Working cooperatively with local units of government and regional partners have made unique partnerships possible, such as the Recreation Assistance Partnership Program that grants recreation visits to local communities annually. Commitment extended beyond OCPR
Stencil has also been involved with the parks and recreation profession at the local, state and national level. His professional involvement includes years of service to mParks, the Michigan Recreation and Park Association, including the role of mParks President. In 2015, he was awarded the mParks Fellowship Award, the organization’s highest honor.
In 2019, he was selected for the American Academy for Park and Recreation Administration and was in the inaugural class for Certified Parks and Recreation Executives through the National Recreation and Park Association. He has also served on the Michigan Association of County Parks and Recreation Officials, the Clarkston Area Optimists Club and the National Ski Patrol.

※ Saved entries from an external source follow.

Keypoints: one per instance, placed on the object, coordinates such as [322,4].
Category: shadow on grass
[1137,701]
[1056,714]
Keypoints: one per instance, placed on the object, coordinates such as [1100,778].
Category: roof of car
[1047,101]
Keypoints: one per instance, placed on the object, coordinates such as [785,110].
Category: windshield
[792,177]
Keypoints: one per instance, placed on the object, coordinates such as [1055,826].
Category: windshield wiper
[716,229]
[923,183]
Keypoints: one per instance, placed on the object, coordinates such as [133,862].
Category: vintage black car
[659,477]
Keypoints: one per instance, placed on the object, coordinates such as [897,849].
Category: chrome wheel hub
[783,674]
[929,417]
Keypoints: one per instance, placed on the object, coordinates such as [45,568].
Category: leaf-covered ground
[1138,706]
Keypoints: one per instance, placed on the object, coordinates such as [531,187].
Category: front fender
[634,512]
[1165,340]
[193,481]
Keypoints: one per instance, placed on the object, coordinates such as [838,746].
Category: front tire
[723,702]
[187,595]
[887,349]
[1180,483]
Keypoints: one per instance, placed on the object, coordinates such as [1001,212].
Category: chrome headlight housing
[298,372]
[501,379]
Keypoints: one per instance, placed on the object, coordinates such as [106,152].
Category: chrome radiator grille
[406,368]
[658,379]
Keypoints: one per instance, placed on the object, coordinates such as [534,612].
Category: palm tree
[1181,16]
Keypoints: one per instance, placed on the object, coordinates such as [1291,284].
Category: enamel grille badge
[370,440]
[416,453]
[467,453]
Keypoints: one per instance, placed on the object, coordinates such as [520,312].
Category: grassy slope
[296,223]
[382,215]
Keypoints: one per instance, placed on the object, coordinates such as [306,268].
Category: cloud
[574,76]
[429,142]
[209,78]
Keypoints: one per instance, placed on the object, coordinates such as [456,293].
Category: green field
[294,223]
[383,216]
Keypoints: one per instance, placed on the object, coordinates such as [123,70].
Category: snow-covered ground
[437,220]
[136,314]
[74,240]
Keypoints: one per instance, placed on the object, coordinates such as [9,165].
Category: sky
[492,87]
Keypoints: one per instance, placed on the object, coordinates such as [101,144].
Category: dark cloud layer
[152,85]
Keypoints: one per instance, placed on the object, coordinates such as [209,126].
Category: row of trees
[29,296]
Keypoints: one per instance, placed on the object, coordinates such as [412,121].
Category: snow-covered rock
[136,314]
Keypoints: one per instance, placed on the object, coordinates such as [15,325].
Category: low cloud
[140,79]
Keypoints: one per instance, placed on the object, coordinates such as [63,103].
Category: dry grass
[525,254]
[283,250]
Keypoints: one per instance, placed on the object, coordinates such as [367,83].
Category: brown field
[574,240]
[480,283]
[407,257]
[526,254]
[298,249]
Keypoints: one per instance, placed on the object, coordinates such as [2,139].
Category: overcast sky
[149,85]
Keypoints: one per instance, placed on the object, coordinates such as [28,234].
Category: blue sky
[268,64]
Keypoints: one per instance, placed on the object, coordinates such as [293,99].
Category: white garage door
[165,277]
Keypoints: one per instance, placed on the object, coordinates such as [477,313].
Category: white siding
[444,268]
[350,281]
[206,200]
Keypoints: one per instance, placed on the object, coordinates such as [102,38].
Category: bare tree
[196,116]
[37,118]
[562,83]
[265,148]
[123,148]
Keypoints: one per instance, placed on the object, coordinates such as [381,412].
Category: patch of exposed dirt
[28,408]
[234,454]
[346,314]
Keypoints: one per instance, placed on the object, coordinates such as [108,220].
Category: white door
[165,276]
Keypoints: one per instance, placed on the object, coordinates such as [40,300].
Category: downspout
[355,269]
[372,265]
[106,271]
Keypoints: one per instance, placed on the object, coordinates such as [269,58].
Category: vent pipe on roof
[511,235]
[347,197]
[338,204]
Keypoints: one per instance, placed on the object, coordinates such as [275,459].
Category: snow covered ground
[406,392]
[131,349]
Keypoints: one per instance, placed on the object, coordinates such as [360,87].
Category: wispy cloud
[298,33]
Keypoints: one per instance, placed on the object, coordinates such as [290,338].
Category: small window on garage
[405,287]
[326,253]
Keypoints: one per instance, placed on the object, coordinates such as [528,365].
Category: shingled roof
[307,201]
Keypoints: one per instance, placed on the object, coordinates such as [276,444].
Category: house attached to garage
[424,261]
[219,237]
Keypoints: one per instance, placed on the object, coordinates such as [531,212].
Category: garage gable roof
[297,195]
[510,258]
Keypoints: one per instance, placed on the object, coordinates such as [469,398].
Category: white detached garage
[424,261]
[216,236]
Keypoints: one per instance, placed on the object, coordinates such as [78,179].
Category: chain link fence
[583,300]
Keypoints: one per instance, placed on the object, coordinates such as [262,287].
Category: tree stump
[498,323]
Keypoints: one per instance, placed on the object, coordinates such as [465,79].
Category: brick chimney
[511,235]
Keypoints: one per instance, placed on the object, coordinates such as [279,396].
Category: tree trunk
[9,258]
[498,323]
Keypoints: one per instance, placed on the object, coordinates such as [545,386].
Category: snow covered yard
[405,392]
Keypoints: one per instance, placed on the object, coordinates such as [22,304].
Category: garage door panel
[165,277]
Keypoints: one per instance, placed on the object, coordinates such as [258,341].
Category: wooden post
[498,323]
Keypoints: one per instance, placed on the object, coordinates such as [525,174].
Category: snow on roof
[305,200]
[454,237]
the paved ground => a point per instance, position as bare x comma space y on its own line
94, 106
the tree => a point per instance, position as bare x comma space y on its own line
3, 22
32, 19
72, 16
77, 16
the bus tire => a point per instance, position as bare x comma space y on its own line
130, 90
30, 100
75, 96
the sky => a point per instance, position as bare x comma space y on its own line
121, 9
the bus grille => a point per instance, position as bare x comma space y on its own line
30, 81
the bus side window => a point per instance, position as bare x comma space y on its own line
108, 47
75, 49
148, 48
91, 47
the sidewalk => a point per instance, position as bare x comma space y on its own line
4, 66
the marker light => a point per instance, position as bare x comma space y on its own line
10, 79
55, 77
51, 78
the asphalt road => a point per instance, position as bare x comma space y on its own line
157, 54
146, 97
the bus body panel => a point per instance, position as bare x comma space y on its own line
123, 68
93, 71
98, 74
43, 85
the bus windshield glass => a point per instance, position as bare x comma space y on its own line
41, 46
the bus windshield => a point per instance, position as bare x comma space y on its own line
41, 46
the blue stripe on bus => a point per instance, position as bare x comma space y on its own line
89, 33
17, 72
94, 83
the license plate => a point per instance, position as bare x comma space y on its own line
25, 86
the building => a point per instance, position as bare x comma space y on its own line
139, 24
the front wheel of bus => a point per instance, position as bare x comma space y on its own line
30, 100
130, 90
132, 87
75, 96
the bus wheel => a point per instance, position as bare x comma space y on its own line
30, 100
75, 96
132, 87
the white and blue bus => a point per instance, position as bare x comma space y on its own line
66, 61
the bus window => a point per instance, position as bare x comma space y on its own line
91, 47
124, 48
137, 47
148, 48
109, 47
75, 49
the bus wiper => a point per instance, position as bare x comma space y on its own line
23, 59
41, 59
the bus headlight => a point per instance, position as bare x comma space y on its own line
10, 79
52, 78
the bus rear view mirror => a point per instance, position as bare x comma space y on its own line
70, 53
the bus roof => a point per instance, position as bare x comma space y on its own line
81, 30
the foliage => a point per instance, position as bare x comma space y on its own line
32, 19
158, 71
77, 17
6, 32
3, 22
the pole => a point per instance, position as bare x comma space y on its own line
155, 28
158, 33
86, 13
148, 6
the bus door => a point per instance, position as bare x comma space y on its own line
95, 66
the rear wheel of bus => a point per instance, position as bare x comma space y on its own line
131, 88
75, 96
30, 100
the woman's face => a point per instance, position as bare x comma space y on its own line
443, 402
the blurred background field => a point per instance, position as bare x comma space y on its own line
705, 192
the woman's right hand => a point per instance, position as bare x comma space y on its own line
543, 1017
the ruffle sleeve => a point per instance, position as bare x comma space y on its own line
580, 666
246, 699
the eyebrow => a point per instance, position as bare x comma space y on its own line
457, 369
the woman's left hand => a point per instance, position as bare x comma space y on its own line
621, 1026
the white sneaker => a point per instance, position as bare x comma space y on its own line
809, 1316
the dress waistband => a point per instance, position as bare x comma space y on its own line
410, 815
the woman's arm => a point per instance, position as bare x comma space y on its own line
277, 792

Stencil is a graduate of Northern Michigan University with a bachelor’s degree in Park Management and Recreational Planning. He earned a master’s degree in Recreation Administration from Western Illinois University. Additionally, Stencil obtained the Certified Parks and Recreation Professional and Certified Parks and Recreation Executive designations from the National Recreation and Park Association.
He is married to Susan and the father of Andrew, Bradley, Kate and Sarah. He enjoys golf, yoga, traveling and spending time with family. He has also competed nationally in the Senior Olympics.